Ectopic pregnancy

Ectopic pregnancy

Ectopic pregnancy is the pregnancy occurring outside normal uterine cavity. It occurs when the fertilized ovum implants and develops anywhere outside the uterus. In a normal pregnancy ovary releases the egg into fallopian tube which is fertilized by a sperm and passes into the uterine cavity and attaches itself to the lining of uterus, which remains there and develops for next 9 months. Commonest form is tubal ectopic pregnancy.

Causes and risk factors

Factors responsible for ectopic pregnancy are increased incidence of chronic pelvic inflammatory disorder, tubal plastic operations, tubal reconstructive surgery, ovulation induction, history of induced abortion, IUD use, and intrapelvic adhesion following pelvic surgery.  Factors delaying migration of fertilized ovum into the uterine cavity and factors facilitating nidation of fertilized ovum in the tubal mucosa result in tubal ectopic pregnancy.

Clinical presentation

Implantation sites of fertilized ovum in an ectopic pregnancy can be either extra uterine or uterine. Extra uterine implantation include tubal, ovarian, or abdominal. Tubal pregnancy can occur in the ampulla, isthumus, infundibulum, or interstitial. Abdominal sites can be intraperitoneal or extraperitoneal. Uterine site involves cervical, angular or corneal.

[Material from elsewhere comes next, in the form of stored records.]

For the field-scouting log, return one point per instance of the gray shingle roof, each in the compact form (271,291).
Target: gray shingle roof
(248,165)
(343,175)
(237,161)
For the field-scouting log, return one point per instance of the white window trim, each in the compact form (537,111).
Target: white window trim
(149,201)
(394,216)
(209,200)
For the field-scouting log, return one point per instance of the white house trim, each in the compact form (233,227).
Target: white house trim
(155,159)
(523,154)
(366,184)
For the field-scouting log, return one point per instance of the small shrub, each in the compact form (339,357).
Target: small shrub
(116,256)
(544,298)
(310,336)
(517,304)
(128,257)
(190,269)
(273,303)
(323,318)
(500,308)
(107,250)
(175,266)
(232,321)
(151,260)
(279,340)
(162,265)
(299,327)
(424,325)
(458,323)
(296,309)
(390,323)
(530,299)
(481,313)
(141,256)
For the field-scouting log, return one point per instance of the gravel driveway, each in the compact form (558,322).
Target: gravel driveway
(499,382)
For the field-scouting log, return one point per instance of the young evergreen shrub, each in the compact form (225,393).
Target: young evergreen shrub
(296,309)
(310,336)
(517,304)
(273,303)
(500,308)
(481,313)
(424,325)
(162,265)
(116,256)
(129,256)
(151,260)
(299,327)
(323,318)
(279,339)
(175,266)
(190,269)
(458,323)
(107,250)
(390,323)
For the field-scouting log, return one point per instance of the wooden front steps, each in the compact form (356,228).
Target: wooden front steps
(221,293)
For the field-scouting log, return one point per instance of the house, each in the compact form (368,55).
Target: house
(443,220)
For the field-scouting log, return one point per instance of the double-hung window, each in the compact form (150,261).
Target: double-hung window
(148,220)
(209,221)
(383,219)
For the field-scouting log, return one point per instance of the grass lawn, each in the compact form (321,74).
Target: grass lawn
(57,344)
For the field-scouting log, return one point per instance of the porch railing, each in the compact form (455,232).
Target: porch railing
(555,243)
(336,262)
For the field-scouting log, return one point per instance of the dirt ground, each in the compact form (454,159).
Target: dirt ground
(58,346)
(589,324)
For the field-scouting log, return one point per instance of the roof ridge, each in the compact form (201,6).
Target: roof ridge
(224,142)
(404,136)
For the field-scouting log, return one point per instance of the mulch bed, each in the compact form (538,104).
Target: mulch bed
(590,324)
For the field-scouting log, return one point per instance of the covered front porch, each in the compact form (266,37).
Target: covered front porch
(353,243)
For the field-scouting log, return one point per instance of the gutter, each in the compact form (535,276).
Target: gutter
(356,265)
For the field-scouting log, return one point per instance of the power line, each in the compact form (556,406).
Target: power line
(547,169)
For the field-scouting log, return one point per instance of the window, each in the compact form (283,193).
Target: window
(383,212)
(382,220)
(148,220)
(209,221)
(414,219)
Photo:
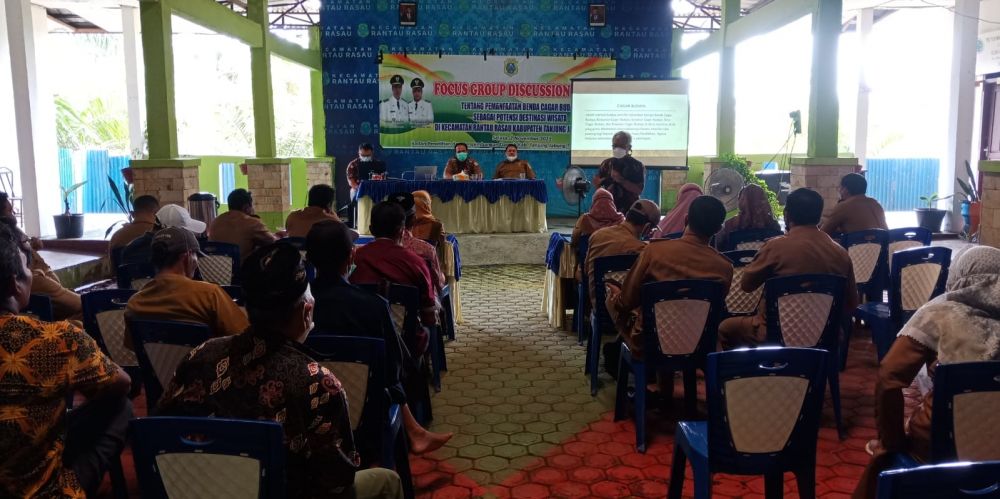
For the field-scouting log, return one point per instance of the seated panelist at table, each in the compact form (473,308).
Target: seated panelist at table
(462,163)
(513,166)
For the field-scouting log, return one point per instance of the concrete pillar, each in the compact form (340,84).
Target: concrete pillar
(865,20)
(34,117)
(961,108)
(169,180)
(269,181)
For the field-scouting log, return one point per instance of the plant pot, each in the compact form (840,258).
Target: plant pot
(930,218)
(69,226)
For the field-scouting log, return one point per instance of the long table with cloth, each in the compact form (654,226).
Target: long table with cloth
(467,207)
(560,275)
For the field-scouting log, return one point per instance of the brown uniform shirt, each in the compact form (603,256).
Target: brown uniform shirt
(236,227)
(299,222)
(469,166)
(689,257)
(803,250)
(615,240)
(514,169)
(853,214)
(171,297)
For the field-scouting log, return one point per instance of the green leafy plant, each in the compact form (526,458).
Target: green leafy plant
(932,199)
(66,191)
(742,166)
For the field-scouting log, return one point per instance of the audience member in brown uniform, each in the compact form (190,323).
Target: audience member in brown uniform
(625,238)
(602,214)
(804,249)
(512,166)
(622,175)
(855,211)
(462,163)
(241,225)
(321,199)
(755,214)
(962,325)
(174,296)
(690,257)
(45,450)
(275,378)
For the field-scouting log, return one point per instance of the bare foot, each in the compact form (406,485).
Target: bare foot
(427,441)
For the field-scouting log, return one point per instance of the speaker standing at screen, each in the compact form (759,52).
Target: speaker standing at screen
(512,166)
(622,175)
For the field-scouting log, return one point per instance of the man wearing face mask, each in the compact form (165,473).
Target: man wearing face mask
(394,111)
(622,175)
(512,166)
(362,167)
(462,163)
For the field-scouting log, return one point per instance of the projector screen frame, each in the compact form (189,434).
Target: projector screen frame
(687,139)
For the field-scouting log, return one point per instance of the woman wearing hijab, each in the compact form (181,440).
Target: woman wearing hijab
(675,219)
(962,325)
(602,214)
(755,213)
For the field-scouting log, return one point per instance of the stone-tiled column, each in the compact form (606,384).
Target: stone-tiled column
(171,181)
(989,225)
(269,181)
(822,175)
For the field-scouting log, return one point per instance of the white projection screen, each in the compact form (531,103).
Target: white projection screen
(655,112)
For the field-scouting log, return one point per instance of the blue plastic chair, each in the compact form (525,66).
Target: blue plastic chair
(868,250)
(951,480)
(763,419)
(179,450)
(375,421)
(739,302)
(680,322)
(600,320)
(160,347)
(135,275)
(912,282)
(221,263)
(582,289)
(39,306)
(749,239)
(804,311)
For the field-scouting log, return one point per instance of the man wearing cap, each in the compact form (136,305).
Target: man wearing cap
(266,374)
(240,225)
(394,111)
(343,308)
(321,198)
(174,296)
(421,111)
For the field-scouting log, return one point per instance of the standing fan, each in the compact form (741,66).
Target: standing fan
(574,186)
(725,184)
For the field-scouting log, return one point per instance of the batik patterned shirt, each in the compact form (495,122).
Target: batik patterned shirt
(263,376)
(40,363)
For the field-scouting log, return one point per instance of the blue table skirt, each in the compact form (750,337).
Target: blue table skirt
(446,190)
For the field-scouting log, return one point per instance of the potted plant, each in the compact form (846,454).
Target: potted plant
(69,225)
(930,217)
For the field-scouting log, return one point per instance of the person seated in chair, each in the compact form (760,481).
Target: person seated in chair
(962,325)
(266,374)
(343,308)
(174,296)
(690,257)
(321,199)
(855,211)
(241,225)
(45,450)
(804,249)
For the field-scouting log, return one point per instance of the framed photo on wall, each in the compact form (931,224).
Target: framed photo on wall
(407,13)
(597,14)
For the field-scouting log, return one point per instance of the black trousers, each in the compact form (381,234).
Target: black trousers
(95,436)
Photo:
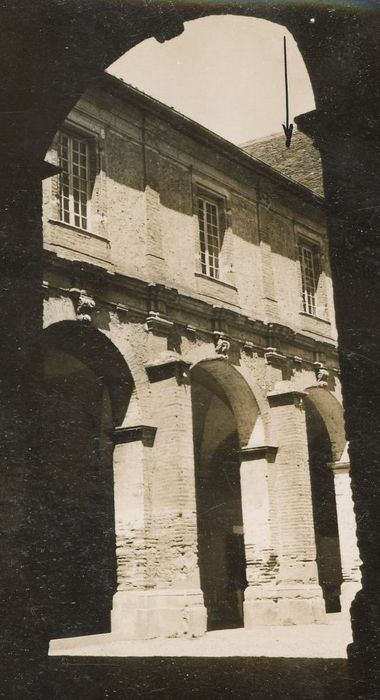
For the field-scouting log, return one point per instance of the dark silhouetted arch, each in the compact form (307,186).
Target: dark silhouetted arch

Clinical features include 3 types acute, unruptured, or chronic. Classic picture of acute ectopic pregnancy includes short period of amenorrhoea, followed by abdominal pain, vaginal bleeding followed by dizziness. Unruptured tubal ectopic involves delayed period or spotting with features suggestive of pregnancy, uneasiness on one side of flank. Chronic ectopic has an insidious onset. It presents as amenorrhoea of 6-8weeks, lower abdominal pain, vaginal bleeding, bladder irritation, rectal tenesmus, and fever due to infection. Period of ectopic pregnancy lasts from 5 to 12 weeks. Earlier the diagnosis, better the treatment. Ruptured ectopic pregnancy is clinical emergency where patient presents with pain in abdomen, vaginal bleeding, dizziness or unconsciousness with signs of shock.

Investigation

Medical history by the patient and Clinical examination by the gynaecologist helps in diagnosis. Bimanual examination of cervix may be extremely painful and reveal ill defined mass. UPT to confirm pregnancy, routine Blood tests, ESR; serum progesterone, serum HCG level. Transvaginal sonography, colour Doppler sonography will reveal ectopic pregnancy.

Treatment

Medication [drug methotrexate] to terminate the pregnancy is helpful in case the ectopic pregnancy is diagnosed early. In other cases it is treated with a laparoscopic surgery. In case of heavy bleeding, tubal rupture laprotomy may be recommended. Ectopic pregnancy if not well treated can lead to maternal death.

Facts and figures

Prevalence of ectopic pregnancy ranges from 6 to 16 %. Incidence has increased during mid twentieth century. It was 20 per 1000 pregnancies in 1990s. The most common extra uterine site is the fallopian tube which constitutes 98% of all the ectopic pregnancies.